DeepSeek’s trajectory illustrates a related point: engineering progress is not a lesser form of innovation. When American AI development encounters the constraints of the quadratic curse—data centres already consuming 4% of U.S. electricity with demand expected to more than double by 2030, computational costs escalating faster than capability gains—algorithmic efficiency becomes not merely convenient but necessary. Without engineering breakthroughs, even scientific advances reach practical ceilings.

The two approaches are not mutually exclusive.

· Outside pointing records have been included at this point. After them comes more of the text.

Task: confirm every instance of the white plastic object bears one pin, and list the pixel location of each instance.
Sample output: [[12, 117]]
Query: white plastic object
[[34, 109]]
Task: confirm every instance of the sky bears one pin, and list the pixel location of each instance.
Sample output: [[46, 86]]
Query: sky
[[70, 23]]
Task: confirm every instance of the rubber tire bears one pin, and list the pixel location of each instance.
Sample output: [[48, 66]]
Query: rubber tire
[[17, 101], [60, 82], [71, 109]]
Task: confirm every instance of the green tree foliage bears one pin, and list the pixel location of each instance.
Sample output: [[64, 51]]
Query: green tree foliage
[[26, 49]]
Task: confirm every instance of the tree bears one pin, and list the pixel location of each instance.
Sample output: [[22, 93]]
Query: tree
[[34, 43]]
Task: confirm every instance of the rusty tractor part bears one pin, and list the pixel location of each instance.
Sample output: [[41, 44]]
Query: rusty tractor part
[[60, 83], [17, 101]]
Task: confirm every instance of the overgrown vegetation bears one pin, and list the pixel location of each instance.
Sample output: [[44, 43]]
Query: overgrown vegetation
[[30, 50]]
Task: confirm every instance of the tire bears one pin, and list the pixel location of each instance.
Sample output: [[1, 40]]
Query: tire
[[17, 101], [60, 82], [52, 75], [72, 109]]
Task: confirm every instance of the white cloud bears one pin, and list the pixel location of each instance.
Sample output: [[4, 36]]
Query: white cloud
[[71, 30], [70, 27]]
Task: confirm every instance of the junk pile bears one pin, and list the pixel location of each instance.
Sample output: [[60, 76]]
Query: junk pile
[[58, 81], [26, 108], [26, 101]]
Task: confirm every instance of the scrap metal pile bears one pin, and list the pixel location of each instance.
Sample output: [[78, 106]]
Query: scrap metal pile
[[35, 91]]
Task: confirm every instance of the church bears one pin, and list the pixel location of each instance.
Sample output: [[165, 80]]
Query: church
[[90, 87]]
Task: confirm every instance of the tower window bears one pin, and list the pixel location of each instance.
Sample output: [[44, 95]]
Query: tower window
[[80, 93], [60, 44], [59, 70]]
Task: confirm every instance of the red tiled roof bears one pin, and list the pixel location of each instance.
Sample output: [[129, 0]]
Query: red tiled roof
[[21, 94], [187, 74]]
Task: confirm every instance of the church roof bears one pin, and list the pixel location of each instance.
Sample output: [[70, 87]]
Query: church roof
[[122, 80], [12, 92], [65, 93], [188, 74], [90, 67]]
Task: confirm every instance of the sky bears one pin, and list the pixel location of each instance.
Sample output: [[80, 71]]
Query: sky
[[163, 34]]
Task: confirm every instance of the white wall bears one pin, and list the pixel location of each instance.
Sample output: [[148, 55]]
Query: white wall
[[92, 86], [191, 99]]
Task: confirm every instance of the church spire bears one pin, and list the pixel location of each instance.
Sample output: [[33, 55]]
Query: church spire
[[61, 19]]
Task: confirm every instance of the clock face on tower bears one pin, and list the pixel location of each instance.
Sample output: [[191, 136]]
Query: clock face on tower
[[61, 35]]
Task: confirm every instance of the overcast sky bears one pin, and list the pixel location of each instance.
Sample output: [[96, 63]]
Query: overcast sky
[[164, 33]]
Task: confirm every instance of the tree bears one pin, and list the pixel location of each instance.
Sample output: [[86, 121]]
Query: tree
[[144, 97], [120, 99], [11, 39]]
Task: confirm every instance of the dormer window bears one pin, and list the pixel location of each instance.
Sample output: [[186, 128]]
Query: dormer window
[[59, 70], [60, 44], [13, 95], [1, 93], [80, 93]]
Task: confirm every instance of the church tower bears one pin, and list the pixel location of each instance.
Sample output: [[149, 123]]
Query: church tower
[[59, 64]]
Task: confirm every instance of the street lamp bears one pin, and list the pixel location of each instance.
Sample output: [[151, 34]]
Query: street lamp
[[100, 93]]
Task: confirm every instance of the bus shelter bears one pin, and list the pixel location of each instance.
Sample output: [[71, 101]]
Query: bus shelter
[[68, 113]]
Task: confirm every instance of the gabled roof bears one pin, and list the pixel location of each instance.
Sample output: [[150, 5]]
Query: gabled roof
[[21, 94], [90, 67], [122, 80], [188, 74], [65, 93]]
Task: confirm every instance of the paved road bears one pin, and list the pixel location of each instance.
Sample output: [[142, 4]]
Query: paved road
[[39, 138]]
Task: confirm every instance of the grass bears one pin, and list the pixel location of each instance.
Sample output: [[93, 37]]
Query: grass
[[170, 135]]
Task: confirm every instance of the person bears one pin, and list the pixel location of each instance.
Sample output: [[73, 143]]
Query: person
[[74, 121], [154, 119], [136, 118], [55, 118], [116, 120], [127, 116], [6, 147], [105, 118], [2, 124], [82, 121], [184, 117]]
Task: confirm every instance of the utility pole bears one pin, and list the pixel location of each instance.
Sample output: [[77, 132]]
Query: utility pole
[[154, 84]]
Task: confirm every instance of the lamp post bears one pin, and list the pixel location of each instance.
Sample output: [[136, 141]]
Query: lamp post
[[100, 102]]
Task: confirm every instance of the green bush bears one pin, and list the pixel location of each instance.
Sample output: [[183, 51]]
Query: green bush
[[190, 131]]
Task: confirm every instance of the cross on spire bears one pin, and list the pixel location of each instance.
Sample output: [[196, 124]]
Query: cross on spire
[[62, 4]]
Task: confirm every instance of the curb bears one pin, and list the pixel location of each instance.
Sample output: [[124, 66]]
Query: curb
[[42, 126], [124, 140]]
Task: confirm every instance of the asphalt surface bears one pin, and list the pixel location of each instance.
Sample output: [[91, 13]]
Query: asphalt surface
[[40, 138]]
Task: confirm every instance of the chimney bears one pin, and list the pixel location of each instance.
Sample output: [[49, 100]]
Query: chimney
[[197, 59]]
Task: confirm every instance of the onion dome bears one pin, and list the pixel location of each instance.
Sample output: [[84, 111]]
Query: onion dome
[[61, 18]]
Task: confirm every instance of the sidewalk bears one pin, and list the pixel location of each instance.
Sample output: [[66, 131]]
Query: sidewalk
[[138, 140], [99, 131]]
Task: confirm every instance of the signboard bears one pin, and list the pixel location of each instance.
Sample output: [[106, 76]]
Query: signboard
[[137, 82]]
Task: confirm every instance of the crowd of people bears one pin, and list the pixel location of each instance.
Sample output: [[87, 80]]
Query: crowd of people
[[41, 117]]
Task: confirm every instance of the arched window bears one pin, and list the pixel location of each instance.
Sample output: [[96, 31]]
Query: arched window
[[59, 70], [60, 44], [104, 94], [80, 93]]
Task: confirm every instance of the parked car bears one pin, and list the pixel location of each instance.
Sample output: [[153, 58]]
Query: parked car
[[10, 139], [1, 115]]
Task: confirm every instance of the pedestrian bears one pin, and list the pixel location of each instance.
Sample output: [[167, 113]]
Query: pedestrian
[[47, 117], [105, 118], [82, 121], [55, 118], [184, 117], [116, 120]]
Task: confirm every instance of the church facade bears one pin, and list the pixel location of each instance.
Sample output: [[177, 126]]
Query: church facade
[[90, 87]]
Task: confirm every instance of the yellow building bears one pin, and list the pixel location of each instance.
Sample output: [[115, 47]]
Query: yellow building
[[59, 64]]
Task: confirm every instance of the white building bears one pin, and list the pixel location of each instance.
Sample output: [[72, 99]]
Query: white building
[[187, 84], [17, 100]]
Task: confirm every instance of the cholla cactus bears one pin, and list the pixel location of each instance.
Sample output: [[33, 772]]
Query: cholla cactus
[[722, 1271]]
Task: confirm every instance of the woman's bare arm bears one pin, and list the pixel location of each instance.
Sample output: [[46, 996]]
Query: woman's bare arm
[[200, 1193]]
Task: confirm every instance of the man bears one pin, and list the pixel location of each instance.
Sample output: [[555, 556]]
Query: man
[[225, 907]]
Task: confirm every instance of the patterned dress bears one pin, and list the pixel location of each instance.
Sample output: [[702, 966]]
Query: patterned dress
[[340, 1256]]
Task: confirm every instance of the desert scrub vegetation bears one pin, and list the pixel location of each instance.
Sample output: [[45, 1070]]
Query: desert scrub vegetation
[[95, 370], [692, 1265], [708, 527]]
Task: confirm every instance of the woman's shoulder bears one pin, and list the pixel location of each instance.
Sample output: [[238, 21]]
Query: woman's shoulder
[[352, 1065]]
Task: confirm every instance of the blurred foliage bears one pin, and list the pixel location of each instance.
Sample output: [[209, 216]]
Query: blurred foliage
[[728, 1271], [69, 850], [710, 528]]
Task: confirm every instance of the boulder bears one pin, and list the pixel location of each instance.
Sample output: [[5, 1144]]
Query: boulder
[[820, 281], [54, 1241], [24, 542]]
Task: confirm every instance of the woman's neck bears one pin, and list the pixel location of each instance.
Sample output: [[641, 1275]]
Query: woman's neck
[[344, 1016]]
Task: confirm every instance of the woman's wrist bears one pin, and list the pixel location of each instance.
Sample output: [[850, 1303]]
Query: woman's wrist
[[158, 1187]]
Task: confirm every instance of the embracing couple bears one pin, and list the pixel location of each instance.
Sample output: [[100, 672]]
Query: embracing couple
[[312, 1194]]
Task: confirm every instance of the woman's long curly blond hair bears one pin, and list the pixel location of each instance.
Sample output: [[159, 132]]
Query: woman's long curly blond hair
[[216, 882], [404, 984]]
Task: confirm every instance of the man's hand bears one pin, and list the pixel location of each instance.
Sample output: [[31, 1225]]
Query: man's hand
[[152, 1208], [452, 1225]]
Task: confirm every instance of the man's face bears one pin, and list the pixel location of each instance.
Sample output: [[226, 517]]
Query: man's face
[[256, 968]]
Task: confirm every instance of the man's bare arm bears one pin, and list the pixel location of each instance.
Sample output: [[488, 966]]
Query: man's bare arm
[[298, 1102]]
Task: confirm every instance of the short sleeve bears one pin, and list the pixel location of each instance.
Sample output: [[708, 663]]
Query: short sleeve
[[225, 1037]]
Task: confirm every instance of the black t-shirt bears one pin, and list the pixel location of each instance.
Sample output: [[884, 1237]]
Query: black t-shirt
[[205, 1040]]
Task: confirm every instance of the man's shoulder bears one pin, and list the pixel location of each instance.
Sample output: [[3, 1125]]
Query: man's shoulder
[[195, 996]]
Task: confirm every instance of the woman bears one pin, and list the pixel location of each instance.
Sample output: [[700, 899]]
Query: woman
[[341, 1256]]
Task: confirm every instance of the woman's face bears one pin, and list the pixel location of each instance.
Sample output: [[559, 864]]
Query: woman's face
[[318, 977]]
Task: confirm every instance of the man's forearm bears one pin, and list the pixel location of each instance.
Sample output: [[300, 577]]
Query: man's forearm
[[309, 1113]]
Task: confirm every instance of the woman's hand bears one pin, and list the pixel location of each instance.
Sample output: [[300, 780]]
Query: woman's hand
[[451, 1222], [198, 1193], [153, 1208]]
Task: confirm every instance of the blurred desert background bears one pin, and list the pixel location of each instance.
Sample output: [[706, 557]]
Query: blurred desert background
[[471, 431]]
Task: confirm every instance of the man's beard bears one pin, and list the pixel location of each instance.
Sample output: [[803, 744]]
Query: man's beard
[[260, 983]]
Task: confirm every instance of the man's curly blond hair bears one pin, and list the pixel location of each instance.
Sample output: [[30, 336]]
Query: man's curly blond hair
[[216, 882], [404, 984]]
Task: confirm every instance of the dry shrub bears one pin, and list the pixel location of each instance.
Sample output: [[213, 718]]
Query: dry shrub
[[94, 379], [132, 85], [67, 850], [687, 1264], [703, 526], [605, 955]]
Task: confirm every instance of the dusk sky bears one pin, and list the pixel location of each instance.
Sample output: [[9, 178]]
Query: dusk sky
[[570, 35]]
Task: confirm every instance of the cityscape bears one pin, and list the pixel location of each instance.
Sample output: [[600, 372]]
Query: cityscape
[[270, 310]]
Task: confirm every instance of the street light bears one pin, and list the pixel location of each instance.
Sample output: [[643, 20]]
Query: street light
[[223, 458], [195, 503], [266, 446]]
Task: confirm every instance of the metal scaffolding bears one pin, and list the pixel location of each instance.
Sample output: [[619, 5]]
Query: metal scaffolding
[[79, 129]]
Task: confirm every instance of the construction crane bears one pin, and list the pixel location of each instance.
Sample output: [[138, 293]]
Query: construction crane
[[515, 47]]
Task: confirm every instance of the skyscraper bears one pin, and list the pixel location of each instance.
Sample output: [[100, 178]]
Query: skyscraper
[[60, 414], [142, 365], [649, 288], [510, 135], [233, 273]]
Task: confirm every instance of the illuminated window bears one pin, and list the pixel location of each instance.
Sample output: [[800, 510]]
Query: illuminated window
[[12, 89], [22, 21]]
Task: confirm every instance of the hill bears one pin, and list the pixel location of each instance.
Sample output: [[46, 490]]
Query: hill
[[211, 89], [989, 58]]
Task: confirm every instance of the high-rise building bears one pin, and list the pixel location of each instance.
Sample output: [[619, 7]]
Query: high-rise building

Scaling laws retain predictive power for certain capabilities; DeepSeek itself uses a 671-billion-parameter model. But efficiency innovations extend what is achievable within resource constraints. For nations and developers without access to tens of thousands of high-end GPUs, the efficiency-first path offers something the scale-first path cannot: participation.
DeepSeek has demonstrated that reaching frontier capability does not require frontier capital. The quadratic curse, long treated as an immutable constraint of the Transformer architecture, has been circumvented through careful algorithm design. And by releasing this work openly under a permissive licence, the company has extended the possibility—though not the guarantee—of digital sovereignty to those previously excluded from the conversation.
The hardware dependencies remain. The path forward requires building not just on open-source models but toward genuinely sovereign infrastructure. Yet for nations and developers who have long watched AI development from the outside, a door has opened. What they choose to build with this access will shape the next chapter of the technology’s global trajectory.